Both c-Myc and PHB1 directly interact with Nrf2 but c-Myc lowers Nrf2 binding to ARE while PHB1 enhances it. Innovation: This JQ1 Epigenetics inhibitor is the first work that shows how activation of this circuit in cholestatic liver injury
inhibits GCL expression. Conclusions: LCA feeding and BDL activate c-Myc-miR27a/b-PHB1 circuit, with the consequence of inhibiting Nrf2 expression and ARE binding, resulting in decreased reduced glutathione synthesis and antioxidant capacity. Antioxid. Redox Signal. 22, 259-274.”

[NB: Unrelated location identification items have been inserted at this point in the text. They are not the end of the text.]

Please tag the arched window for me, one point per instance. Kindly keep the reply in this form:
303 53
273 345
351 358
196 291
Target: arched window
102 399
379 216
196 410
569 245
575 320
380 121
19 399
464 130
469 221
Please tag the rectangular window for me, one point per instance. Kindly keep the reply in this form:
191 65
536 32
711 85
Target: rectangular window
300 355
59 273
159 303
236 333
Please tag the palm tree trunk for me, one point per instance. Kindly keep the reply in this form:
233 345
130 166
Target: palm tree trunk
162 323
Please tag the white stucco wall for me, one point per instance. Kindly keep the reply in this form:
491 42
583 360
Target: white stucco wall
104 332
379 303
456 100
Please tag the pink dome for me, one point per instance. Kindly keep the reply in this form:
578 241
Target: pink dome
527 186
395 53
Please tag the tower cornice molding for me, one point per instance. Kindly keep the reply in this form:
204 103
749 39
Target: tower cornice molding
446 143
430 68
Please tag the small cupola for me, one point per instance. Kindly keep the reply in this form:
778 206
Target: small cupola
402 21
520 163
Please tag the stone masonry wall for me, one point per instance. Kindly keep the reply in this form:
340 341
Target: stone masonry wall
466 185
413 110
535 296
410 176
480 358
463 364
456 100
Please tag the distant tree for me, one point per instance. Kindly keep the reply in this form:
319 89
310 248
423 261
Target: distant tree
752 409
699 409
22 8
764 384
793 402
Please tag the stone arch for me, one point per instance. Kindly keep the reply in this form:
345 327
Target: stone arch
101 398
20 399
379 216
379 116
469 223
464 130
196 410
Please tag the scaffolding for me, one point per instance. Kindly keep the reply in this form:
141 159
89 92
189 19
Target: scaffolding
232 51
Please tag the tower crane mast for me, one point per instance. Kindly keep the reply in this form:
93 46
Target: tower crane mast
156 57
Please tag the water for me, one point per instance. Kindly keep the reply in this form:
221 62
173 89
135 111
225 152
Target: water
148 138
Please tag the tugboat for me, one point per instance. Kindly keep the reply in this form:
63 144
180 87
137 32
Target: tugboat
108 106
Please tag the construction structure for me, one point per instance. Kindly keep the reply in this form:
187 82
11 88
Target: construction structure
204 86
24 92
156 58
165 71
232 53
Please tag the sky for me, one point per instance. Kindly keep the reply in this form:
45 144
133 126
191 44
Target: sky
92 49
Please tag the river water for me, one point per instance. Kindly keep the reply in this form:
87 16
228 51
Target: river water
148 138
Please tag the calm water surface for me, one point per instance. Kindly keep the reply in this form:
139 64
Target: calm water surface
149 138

“Purpose: To establish a first-order derivative ultraviolet spectrophotometric (FODUS) method with good reproducibility for the determination of levan, a D-fructofuranosyl polymer with a beta-(2-6) backbone and beta-(2-1) branching. Methods: Levan was isolated from fermentation broth by alcohol precipitation and ultrafiltration. Factors influencing the determination of the ultraviolet (UV) spectrophotometric method was compared with a single-factor analysis. The UV spectra of levan reaction solutions in the absorbance range of 200 – 400 nm were obtained. An orthogonal experimental design was applied to optimize the sulfuric acid hydrolysis conditions in the spectrophotometric
determination. FODUS method was validated by analyzing its linearity, reproducibility, stability and recovery. Results: Factors influencing absorbance for the determination were confirmed and two regression MK-2206 equations were established. UV absorbance at 320 nm GW-572016 of sulfuric acid-hydrolyzed sample was stable for 5 h. The FODUS method developed had a good reproducibility (RSD = 2.1 %, n = 5), linearity (ranging from 1.6 mu g/mL to 12.8 mu g/mL), R-2 = 0.9996) and recovery (95.90 %, RSD = 1.7 %, n = 3). Conclusion: The developed FODUS method is convenient, efficient and robust for the determination of microbial levan.
The method provides a valuable approach for the determination of polysaccharides.”
“In a companion article to this study,1 the successful programming of a JAWSII dendritic cell (DC) line’s antigen uptake and processing was demonstrated based on pre-treatment of DCs with a specific cocktail’ of select chemokines. Chemokine pre-treatment modulated cytokine production before and after DC maturation [by lipopolysaccharide (LPS)]. After DC maturation, it induced an antigen uptake and processing capacity at levels 36% and 82% higher than in immature DCs, respectively. Such programming proffers a potential new approach to enhance vaccine efficiency. Unfortunately, simply enhancing antigen uptake does not guarantee the desired activation and proliferation of lymphocytes, e.g. CD4+ T cells.